Rivers serve as an excellent indicator of overall Arctic change because the water in the river at any given time, its “discharge,” is a reflection of all of the other components of the water and energy cycles including precipitation, evaporation and groundwater movement, says Gleason.
The unique geomorphology of Arctic rivers, the way rivers shape and are shaped by the landscape, is relatively understudied. Fieldwork to increase understanding of the current condition of rivers will be done through a new program at UMass Amherst called Integrating Geosciences and Engineering in the Arctic (IGEA).
Gleason says, “I will bring UMass Amherst undergraduates from IGEA north of the Arctic Circle so they can design and execute their own experiments to learn more about the nuances of unique Arctic rivers. My graduate students and I will then use millions of satellite images to take what the undergraduates have learned along with techniques I’ve developed over the past decade to make the first ever observation-based map of river flow across the Arctic.”
The satellite images will be used to estimate discharge for every Arctic river wider than 150 meters from 1984 to present. Finally, the IGEA-informed remotely sensed discharge data will be used to calibrate an open source global hydrology model, integrating the other components of this project to reach a fuller understanding of the entire Arctic system achieved through improved process-based understanding of Arctic rivers, Gleason says.
IGEA students will design field experiments in the spring semester as juniors, perform Arctic fieldwork in the summer after their junior year, and then analyze their data and train the next cohort of participants in the fall of their senior year. Undergraduates are purposefully drawn from two different disciplines, engineering and geosciences, to help broaden their experiences and to train, teach and inspire the next generation of interdisciplinary thinkers through this immersive Arctic research program.

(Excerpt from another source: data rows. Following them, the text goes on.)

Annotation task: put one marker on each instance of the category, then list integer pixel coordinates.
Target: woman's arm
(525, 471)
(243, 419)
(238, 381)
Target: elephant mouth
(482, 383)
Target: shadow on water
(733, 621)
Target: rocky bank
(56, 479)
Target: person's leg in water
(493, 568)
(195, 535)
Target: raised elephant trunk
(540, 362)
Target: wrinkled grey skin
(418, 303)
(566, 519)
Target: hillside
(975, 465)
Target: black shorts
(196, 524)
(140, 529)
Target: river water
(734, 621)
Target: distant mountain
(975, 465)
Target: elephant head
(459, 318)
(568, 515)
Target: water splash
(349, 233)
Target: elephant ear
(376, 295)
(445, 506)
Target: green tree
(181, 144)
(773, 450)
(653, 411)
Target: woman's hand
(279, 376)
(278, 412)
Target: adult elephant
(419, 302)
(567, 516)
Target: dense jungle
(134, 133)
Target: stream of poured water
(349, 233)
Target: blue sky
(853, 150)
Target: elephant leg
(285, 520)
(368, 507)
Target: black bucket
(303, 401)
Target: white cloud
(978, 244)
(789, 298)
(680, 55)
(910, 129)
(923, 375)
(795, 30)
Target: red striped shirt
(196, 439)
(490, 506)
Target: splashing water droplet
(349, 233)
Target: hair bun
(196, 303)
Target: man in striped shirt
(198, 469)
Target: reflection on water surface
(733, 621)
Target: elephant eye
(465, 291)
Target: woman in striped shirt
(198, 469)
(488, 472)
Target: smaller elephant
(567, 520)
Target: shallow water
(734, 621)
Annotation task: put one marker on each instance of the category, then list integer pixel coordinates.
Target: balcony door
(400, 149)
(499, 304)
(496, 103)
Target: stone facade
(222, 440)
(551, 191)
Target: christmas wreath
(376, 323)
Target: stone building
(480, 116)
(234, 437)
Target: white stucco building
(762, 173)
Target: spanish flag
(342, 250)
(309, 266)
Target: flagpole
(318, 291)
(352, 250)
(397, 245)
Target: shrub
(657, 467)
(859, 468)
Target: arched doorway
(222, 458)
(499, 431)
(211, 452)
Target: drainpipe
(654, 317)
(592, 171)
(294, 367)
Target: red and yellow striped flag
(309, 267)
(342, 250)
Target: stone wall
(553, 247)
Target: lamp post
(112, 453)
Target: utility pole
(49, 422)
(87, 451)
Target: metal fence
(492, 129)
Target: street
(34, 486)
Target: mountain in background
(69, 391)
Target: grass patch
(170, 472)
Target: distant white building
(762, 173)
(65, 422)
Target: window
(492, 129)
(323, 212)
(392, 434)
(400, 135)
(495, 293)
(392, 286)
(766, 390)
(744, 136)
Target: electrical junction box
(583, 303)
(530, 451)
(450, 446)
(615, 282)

Gleason says this work is critical because shifting political priorities at home and abroad mean what little data we do have about bellwether Arctic rivers is disappearing, and as Arctic rivers go, so goes the Arctic in general. The Arctic is undergoing rapid changes as this sensitive region responds to altered energy and water transport at the global scale, deeply affecting its local communities, ecosystems and water cycle.